Aos 21 é maior de idade. Tudo corrido e na correria há risco mesmo sem apresentar risco: um enquadro, um olhar torto, um temperamento alterado do outro lado da farda, uma forja, nenhum escudo para se proteger, rodou aos 21, rodou para sempre. Se chegar a completar duas décadas e um ano, é mistura de alívio com agonia renovada. Será que terá mais 21? Se tiver, serão seus últimos.

No extremo das geografias urbanas, um mapa revelou o buraco no qual caberia 21 anos de vida. A fissura que divide literaturas vivas e cotidianas —escritas nos cantos que ninguém lê— das epopeias enclausuradas nas mansões dos herdeiros trajados de heróis define de quem se subtrai e a quem se soma.

O que eu quero para 2023? Quero 21 anos de volta.

Neste 2022 prestes a se findar, divulgou-se mais uma edição do Mapa da Desigualdade, iniciativa da Rede Nossa São Paulo em parceria com outras instituições. Nele, diversos marcadores traçam os caminhos pelos quais os olhos do dia a dia já não percebem a realidade latente: a das distâncias sociais. Distâncias essas que chamam atenção para o fator primordial da humanidade contido no direito de existir com dignidade. Existir com chances de permanecer existindo.

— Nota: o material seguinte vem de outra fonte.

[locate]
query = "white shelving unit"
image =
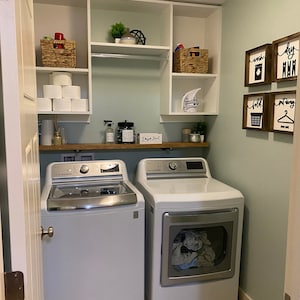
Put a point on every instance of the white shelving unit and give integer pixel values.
(165, 23)
(70, 18)
(195, 25)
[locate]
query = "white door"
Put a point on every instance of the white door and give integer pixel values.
(21, 142)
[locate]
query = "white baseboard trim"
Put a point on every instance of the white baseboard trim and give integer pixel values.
(243, 295)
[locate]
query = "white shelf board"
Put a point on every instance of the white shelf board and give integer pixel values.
(55, 69)
(146, 50)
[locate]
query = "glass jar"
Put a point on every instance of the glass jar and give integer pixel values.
(125, 133)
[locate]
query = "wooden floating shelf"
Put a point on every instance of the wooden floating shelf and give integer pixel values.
(90, 147)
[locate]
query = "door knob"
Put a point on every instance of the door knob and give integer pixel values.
(47, 232)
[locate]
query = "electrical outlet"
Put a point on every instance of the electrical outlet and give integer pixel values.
(85, 156)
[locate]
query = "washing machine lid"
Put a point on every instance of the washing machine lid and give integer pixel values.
(81, 195)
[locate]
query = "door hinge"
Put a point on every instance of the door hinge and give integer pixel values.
(287, 296)
(14, 285)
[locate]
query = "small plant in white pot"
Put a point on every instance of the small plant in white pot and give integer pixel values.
(117, 30)
(200, 129)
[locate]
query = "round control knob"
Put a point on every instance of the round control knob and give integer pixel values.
(84, 169)
(173, 165)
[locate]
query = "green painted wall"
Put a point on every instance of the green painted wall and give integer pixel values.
(257, 163)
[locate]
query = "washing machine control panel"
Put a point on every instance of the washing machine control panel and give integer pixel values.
(177, 166)
(87, 169)
(84, 169)
(173, 165)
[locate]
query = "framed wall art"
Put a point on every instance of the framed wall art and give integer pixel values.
(256, 111)
(258, 65)
(285, 58)
(283, 111)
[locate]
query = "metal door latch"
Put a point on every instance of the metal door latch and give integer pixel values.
(47, 232)
(14, 285)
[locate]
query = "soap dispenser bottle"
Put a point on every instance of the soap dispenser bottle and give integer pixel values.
(109, 132)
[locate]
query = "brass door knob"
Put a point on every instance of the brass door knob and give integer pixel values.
(47, 232)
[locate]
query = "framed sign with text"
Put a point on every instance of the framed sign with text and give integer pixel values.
(256, 111)
(285, 58)
(258, 64)
(283, 111)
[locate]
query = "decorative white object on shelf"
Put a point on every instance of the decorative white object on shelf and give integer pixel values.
(190, 102)
(150, 138)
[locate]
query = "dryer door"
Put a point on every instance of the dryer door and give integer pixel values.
(198, 246)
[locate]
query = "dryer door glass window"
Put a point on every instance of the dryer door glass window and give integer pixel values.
(198, 246)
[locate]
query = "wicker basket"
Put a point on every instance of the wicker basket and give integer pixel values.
(191, 60)
(58, 53)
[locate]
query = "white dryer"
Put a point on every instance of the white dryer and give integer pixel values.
(97, 249)
(193, 231)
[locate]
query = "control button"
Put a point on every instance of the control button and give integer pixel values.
(84, 169)
(173, 165)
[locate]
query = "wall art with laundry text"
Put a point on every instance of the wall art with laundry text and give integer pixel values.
(256, 111)
(258, 65)
(285, 58)
(283, 105)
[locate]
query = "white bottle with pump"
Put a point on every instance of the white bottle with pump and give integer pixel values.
(109, 132)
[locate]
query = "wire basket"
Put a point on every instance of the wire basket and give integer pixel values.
(58, 53)
(191, 60)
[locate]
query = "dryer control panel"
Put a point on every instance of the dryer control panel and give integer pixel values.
(188, 167)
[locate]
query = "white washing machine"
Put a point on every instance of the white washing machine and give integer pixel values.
(193, 231)
(97, 249)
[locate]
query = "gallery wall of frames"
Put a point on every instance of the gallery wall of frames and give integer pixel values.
(274, 62)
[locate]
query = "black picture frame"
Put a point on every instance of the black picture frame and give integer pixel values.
(258, 65)
(285, 58)
(256, 112)
(283, 106)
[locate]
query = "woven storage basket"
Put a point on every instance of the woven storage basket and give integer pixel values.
(191, 60)
(58, 53)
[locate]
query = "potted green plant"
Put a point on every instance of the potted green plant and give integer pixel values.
(117, 30)
(200, 128)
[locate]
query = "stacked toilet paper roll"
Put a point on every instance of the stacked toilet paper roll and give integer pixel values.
(52, 91)
(60, 78)
(61, 96)
(47, 132)
(71, 91)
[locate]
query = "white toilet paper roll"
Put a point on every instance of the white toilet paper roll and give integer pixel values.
(47, 131)
(44, 104)
(63, 104)
(79, 105)
(71, 91)
(60, 78)
(52, 91)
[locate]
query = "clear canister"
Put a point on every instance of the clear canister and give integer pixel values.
(125, 133)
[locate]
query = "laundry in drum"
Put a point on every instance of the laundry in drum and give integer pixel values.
(192, 249)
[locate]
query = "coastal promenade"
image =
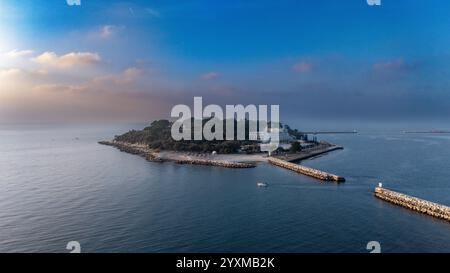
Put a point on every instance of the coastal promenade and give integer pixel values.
(144, 151)
(413, 203)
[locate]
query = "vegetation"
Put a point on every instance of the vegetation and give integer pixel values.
(158, 136)
(295, 147)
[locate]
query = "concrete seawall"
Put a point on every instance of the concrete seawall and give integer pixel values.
(306, 170)
(136, 149)
(414, 203)
(218, 163)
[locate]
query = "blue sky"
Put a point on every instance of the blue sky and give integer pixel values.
(323, 59)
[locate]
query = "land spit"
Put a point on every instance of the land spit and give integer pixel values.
(177, 157)
(306, 170)
(414, 203)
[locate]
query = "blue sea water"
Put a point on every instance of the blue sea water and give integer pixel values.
(58, 185)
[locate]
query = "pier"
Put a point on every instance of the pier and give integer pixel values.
(308, 153)
(413, 203)
(306, 170)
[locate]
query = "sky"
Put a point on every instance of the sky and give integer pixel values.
(132, 61)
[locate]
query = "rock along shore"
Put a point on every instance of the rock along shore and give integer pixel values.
(306, 170)
(414, 203)
(144, 151)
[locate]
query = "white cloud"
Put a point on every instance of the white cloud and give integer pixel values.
(19, 53)
(68, 60)
(126, 77)
(302, 67)
(210, 76)
(152, 12)
(110, 30)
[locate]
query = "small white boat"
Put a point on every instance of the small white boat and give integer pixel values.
(261, 184)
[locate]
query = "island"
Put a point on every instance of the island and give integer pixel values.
(156, 145)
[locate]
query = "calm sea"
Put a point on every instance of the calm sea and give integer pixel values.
(58, 185)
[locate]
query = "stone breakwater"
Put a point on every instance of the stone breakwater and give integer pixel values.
(143, 150)
(413, 203)
(306, 170)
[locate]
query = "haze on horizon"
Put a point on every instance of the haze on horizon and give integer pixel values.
(132, 61)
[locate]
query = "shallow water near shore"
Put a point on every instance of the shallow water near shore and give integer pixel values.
(59, 185)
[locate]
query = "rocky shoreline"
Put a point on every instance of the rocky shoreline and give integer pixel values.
(154, 156)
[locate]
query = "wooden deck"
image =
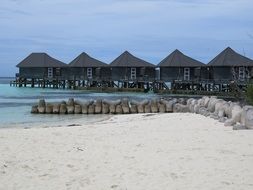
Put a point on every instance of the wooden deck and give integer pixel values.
(138, 85)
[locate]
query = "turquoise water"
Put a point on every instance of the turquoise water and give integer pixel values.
(15, 105)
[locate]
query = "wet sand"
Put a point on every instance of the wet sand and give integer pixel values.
(144, 151)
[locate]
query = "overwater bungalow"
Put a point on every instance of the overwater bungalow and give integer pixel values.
(131, 68)
(84, 67)
(178, 66)
(41, 66)
(230, 65)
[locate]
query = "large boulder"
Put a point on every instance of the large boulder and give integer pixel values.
(140, 105)
(56, 108)
(70, 109)
(133, 109)
(154, 106)
(211, 104)
(105, 108)
(78, 109)
(236, 112)
(42, 106)
(91, 109)
(119, 109)
(98, 106)
(71, 102)
(180, 108)
(125, 106)
(161, 107)
(49, 108)
(85, 105)
(34, 109)
(247, 117)
(169, 104)
(62, 108)
(147, 108)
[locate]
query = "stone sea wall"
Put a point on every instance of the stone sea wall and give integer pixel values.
(230, 113)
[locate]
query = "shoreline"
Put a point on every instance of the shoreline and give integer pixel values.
(137, 151)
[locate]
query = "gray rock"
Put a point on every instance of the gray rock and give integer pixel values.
(133, 109)
(34, 109)
(49, 108)
(91, 109)
(78, 109)
(98, 106)
(105, 108)
(119, 109)
(62, 109)
(56, 108)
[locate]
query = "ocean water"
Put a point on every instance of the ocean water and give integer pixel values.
(15, 105)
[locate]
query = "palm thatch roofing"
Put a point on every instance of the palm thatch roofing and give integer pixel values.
(40, 60)
(126, 59)
(229, 57)
(84, 60)
(178, 59)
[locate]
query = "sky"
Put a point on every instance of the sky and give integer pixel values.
(149, 29)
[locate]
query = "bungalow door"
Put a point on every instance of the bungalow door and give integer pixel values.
(133, 73)
(50, 71)
(241, 73)
(89, 73)
(187, 73)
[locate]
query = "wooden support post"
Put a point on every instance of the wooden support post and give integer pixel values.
(32, 84)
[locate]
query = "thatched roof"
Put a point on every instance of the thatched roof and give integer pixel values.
(229, 57)
(126, 59)
(84, 60)
(178, 59)
(40, 60)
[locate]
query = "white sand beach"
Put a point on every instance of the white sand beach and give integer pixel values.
(150, 151)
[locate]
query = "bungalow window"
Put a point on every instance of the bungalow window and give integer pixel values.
(133, 73)
(89, 73)
(241, 73)
(186, 73)
(50, 72)
(58, 71)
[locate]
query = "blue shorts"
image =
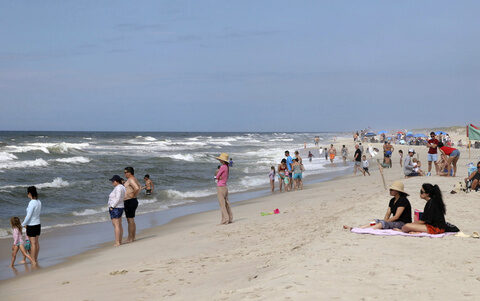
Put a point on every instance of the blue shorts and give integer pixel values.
(455, 153)
(297, 176)
(115, 212)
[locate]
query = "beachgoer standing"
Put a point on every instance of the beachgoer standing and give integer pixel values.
(271, 175)
(222, 190)
(408, 166)
(365, 165)
(332, 152)
(32, 221)
(344, 154)
(132, 187)
(432, 153)
(116, 207)
(453, 156)
(357, 158)
(18, 243)
(148, 185)
(289, 167)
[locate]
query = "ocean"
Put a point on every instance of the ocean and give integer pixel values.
(72, 169)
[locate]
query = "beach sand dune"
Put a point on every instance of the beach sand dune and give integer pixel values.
(300, 254)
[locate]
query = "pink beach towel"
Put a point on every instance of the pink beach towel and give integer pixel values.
(389, 232)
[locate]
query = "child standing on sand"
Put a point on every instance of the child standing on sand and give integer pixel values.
(271, 175)
(400, 152)
(18, 242)
(365, 165)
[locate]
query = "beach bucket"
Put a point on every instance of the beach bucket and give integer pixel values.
(417, 214)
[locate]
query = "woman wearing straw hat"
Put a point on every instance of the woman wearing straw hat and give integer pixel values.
(222, 190)
(399, 210)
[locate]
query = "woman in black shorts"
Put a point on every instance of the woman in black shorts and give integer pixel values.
(32, 221)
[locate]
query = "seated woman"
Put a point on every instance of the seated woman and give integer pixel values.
(474, 177)
(399, 210)
(433, 218)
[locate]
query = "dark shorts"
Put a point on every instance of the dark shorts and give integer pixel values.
(33, 231)
(115, 212)
(130, 207)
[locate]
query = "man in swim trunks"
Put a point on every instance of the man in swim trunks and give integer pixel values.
(148, 185)
(387, 153)
(332, 152)
(133, 187)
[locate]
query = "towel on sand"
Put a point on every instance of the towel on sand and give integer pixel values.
(389, 232)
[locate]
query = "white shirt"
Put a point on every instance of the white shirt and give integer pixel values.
(115, 199)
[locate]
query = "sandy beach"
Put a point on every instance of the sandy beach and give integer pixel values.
(300, 254)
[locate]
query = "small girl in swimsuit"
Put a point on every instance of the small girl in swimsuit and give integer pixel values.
(18, 242)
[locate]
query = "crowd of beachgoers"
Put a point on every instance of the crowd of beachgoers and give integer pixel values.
(441, 155)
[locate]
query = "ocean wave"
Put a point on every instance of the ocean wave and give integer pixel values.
(56, 183)
(24, 164)
(73, 160)
(7, 157)
(190, 194)
(48, 148)
(86, 212)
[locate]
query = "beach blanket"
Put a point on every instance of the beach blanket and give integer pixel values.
(389, 232)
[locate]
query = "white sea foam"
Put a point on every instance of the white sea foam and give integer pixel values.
(56, 183)
(73, 160)
(23, 164)
(7, 157)
(47, 148)
(190, 194)
(90, 211)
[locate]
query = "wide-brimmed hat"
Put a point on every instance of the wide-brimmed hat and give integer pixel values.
(223, 157)
(398, 186)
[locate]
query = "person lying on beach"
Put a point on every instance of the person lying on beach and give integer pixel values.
(399, 210)
(474, 177)
(433, 219)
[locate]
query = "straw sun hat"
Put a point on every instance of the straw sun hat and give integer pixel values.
(223, 157)
(398, 186)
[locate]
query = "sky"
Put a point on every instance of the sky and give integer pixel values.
(238, 65)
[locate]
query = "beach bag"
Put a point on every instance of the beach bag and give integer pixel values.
(451, 228)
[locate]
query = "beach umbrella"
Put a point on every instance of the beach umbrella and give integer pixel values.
(420, 136)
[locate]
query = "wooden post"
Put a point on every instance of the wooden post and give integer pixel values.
(380, 167)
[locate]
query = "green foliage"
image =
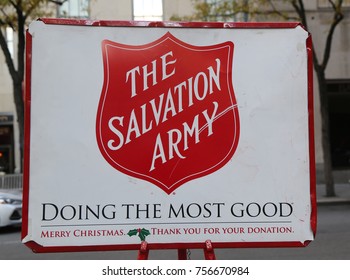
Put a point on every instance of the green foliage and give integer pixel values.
(142, 233)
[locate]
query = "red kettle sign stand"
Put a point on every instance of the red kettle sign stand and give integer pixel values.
(168, 135)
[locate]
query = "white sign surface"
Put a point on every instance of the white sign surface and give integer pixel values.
(172, 134)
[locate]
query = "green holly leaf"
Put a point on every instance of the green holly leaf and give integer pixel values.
(143, 233)
(132, 232)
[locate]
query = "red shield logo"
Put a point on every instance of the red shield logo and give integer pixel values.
(167, 112)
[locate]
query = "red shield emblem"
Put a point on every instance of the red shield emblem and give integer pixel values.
(167, 112)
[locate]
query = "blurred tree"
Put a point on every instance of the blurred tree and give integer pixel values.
(14, 15)
(259, 10)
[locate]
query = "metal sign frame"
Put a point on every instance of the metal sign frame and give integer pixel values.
(239, 204)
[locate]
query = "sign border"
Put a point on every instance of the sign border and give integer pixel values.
(37, 248)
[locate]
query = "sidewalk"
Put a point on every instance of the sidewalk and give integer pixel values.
(342, 192)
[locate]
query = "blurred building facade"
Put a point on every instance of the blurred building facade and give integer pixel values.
(319, 15)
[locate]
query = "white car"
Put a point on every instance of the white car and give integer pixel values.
(10, 208)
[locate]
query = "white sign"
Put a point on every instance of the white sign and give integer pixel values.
(169, 133)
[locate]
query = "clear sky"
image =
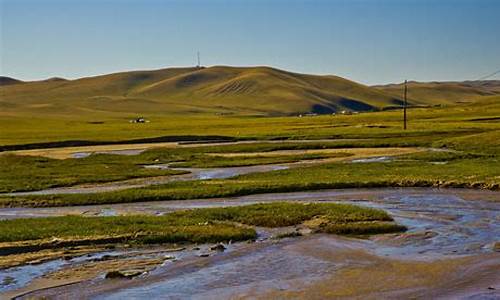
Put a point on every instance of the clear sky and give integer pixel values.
(365, 40)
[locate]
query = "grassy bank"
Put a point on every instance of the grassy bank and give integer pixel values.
(27, 173)
(195, 226)
(431, 169)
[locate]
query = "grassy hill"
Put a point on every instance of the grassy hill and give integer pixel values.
(445, 93)
(222, 90)
(219, 89)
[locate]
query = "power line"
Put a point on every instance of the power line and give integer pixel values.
(490, 75)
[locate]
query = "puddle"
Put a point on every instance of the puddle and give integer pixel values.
(372, 159)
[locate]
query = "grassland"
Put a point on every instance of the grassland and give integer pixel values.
(199, 225)
(27, 173)
(433, 169)
(472, 129)
(219, 89)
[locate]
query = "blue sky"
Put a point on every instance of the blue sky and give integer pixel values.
(364, 40)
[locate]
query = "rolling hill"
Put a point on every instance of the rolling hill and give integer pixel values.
(445, 93)
(221, 90)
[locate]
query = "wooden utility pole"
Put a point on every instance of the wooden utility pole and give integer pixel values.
(404, 105)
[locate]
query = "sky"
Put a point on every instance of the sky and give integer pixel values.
(369, 41)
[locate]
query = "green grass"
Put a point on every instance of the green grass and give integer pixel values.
(218, 89)
(28, 173)
(425, 125)
(410, 171)
(197, 225)
(209, 161)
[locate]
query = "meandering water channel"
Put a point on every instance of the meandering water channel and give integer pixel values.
(444, 224)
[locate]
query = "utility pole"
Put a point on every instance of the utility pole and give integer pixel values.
(405, 105)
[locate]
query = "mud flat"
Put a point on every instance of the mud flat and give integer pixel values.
(358, 155)
(449, 251)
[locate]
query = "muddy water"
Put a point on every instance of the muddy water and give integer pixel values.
(452, 231)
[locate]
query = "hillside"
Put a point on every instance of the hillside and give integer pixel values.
(219, 89)
(223, 90)
(445, 93)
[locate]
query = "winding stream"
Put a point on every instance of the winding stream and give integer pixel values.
(444, 224)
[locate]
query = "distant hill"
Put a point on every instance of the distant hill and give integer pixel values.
(438, 93)
(222, 90)
(219, 89)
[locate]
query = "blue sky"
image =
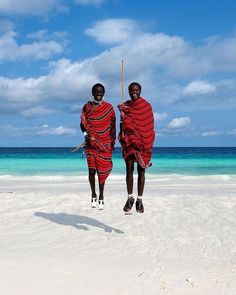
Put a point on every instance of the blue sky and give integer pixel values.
(183, 53)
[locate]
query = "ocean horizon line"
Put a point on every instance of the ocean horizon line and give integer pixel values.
(119, 147)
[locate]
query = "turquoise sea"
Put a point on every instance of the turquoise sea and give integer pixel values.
(61, 161)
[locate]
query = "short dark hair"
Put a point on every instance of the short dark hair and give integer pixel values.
(98, 85)
(135, 84)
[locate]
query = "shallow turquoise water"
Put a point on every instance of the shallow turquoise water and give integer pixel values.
(61, 161)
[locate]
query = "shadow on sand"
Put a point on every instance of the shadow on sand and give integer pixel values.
(77, 221)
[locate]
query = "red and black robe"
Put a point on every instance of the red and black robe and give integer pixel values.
(99, 121)
(138, 133)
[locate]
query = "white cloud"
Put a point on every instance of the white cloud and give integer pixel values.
(10, 50)
(179, 122)
(57, 131)
(198, 87)
(6, 25)
(29, 7)
(37, 111)
(210, 133)
(112, 31)
(90, 2)
(232, 132)
(160, 116)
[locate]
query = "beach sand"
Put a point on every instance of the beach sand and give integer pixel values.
(52, 242)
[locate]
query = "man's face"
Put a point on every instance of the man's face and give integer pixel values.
(134, 92)
(98, 93)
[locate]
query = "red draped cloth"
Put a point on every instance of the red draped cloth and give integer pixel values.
(100, 122)
(138, 134)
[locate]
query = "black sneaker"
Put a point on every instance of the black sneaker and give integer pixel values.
(139, 206)
(129, 204)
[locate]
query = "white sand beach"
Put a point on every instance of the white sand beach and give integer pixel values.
(52, 242)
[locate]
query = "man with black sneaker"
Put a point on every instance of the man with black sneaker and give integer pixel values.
(136, 138)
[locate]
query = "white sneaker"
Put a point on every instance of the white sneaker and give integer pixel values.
(100, 204)
(94, 202)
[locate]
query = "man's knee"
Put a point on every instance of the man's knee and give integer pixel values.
(92, 172)
(141, 171)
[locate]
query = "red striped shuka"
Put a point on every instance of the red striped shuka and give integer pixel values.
(138, 133)
(99, 120)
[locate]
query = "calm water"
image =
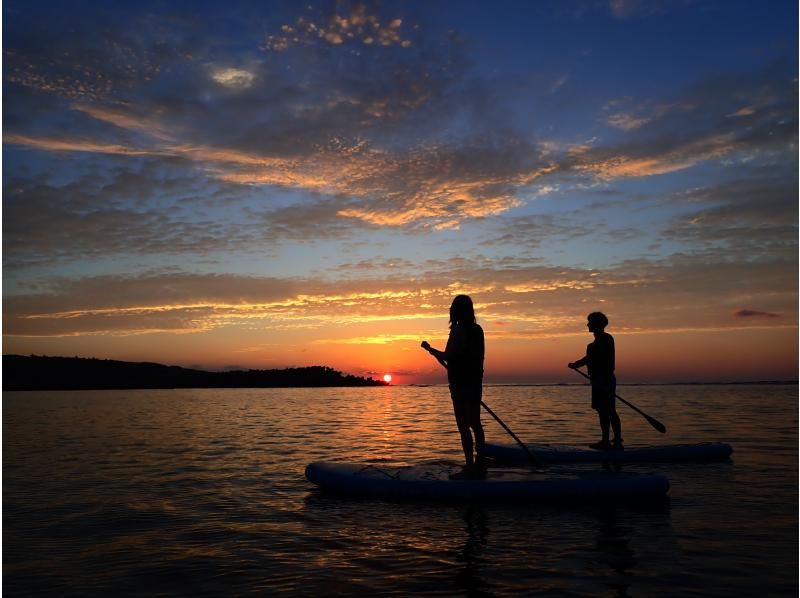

No estudo, a longa lista com a expectativa de vida nos bairros de São Paulo revela uma diferença de 21 anos entre quem vive nos Jardins até os 80 e quem morre em Iguatemi aos 59. Iguatemi, zona leste, próximo ao município de Santo André. Cidade Tiradentes, Jardim Ângela e São Rafael também, 59 anos. Extremos demais para que o poder público vá além da lógica biopolítica de se fazer viver um grupo e deixar o outro morrer.

Escrever, refletir, seguir abordando temas que nunca variam. Na constante composição de textos que atuam como registros do status quo por outra perspectiva que não a fria e exclusivamente descritiva, não nos resta muito senão buscar em nossa própria diversidade estratégias de sobreviver com 21 anos a menos. Nós, os pais, filhos, amigas, irmãs, povo que, como versou o Trilha Sonora do Gueto, é "programado para morrer". Parece até privilégio poder morrer de morte morrida, como diriam as avós.

No próximo ano e nos 21 adiante o que se quer é o mínimo. Fora das redes sociais ou do jornalismo que se rendeu à vontade de financiadores de golpes e adultos mimados a pautar periódicos como se fossem seus diários pessoais, tem toda uma gente cuja morte precoce é esperada e ainda assim permanece em luta. Gente que não tem tempo para se importar com reação do mercado, que não chamaria de gastança R$ 600 para comida, água, luz, nem qualquer outro valor a garantir remédios gratuitos, reforço na educação, acesso à dignidade, à vida. Gente cheia de expectativa que tem o direito de tomar de volta 21 anos roubados, substituindo a vela do funeral pela do aniversário.

É o que queremos para 2023. Vinte e um anos de volta.